Corn and grain fed...on the table for New Years.


----------



## Doctor Dave (Nov 15, 2006)

While I enjoy seeing a deer now and then, for the most part I find them annoying---highly over-populated and destructive in many areas (mostly the Northeastern US). My Dad has a couple bowhunters on his place to cull the deer, and they take 5-10 every year--big healthy ones. Hardly makes a dent, because his 15 acres adjoins a few hundred acres of open space and a river corridor in Connecticut. People have come to truely hate deer, as well as Canada geese in that part of the country. Sure, it's not the animal's fault that they love the habitat we have prepared for them, killed off the predators (replaced them with cars, which apparently don't kill enough deer), and restricted hunting. Some towns have considered getting their geese declared non-migratory pests, and getting professional hunters involved to cull them as well as the deer, but the cry from the animal rights people gums up every proposal. 

Save a tree!

Shoot a deer!


----------



## OTG BOSTON (Nov 16, 2006)

*deer in the city*



Doctor Dave said:


> While I enjoy seeing a deer now and then, for the most part I find them annoying---highly over-populated and destructive in many areas (mostly the Northeastern US). My Dad has a couple bowhunters on his place to cull the deer, and they take 5-10 every year--big healthy ones. Hardly makes a dent, because his 15 acres adjoins a few hundred acres of open space and a river corridor in Connecticut. People have come to truely hate deer, as well as Canada geese in that part of the country. Sure, it's not the animal's fault that they love the habitat we have prepared for them, killed off the predators (replaced them with cars, which apparently don't kill enough deer), and restricted hunting. Some towns have considered getting their geese declared non-migratory pests, and getting professional hunters involved to cull them as well as the deer, but the cry from the animal rights people gums up every proposal.
> 
> Save a tree!
> 
> Shoot a deer!



We have deer, wild turkeys, coyotes all over the friggin' place! In residential/metropolitan areas. Problem is the people with guns around here shoot other people, not animals.
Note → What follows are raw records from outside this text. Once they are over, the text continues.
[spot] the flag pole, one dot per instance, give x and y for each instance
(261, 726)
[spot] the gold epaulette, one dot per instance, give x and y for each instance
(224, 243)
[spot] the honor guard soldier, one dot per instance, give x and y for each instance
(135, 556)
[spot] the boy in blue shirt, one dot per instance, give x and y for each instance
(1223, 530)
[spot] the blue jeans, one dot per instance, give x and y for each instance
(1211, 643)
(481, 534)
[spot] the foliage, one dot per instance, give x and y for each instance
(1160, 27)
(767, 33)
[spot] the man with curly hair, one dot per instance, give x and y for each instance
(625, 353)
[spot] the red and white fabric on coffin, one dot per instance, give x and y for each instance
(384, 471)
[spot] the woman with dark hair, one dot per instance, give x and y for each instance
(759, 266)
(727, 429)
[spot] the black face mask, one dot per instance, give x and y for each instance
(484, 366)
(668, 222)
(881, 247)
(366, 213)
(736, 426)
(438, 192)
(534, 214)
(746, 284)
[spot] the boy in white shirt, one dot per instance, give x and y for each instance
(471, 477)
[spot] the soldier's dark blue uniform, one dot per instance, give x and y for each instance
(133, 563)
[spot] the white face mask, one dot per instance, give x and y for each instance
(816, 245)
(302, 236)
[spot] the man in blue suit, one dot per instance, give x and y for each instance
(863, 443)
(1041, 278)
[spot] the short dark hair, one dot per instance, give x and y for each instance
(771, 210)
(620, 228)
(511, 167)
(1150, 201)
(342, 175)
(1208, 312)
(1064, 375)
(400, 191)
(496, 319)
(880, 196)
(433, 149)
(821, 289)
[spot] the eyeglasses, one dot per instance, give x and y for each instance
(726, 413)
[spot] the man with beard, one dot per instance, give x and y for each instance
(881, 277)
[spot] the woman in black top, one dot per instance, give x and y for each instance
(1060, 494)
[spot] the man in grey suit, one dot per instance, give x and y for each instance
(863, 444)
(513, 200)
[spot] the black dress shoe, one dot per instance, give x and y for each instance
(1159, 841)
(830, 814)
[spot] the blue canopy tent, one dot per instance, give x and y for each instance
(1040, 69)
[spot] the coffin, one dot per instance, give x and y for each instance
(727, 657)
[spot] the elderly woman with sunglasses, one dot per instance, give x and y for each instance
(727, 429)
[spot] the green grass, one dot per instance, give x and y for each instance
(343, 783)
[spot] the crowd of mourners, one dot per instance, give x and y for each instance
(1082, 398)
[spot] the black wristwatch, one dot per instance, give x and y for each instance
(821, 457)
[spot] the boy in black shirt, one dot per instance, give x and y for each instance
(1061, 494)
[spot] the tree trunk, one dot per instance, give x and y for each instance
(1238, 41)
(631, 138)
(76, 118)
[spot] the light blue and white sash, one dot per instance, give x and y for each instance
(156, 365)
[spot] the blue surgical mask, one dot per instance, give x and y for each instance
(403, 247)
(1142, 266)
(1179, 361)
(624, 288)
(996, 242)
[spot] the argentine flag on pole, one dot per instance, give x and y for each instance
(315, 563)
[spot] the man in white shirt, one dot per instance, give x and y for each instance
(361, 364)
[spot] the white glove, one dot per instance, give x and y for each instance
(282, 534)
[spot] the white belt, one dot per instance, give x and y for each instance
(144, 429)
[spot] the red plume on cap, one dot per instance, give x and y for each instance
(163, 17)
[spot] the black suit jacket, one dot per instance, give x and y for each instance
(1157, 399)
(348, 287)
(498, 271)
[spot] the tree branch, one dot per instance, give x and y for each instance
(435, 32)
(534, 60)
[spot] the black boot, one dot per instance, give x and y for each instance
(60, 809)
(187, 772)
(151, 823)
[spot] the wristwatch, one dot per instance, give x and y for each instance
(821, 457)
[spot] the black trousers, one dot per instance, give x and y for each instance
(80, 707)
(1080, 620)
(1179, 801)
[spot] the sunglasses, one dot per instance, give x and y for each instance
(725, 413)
Did you guys hear about the guy in upstate NY who was killed by a deer he had domesticated? It happened last weekend.


----------



## Locoweed (Nov 16, 2006)

*Paradise - so close*

We are over populated as well. Anything you don't want the deer to eat has to have a fence around it.


----------



## Adkpk (Nov 16, 2006)

Yikes! I love wildlife. But in the places I go where the deer are so overpopulated they come right up to you, I tend to be a bit careful of ticks. Those people must spend thier evenings picking them off each other. In any case they are cute.


----------



## curdy (Nov 16, 2006)

Faaar out maaaaannn


----------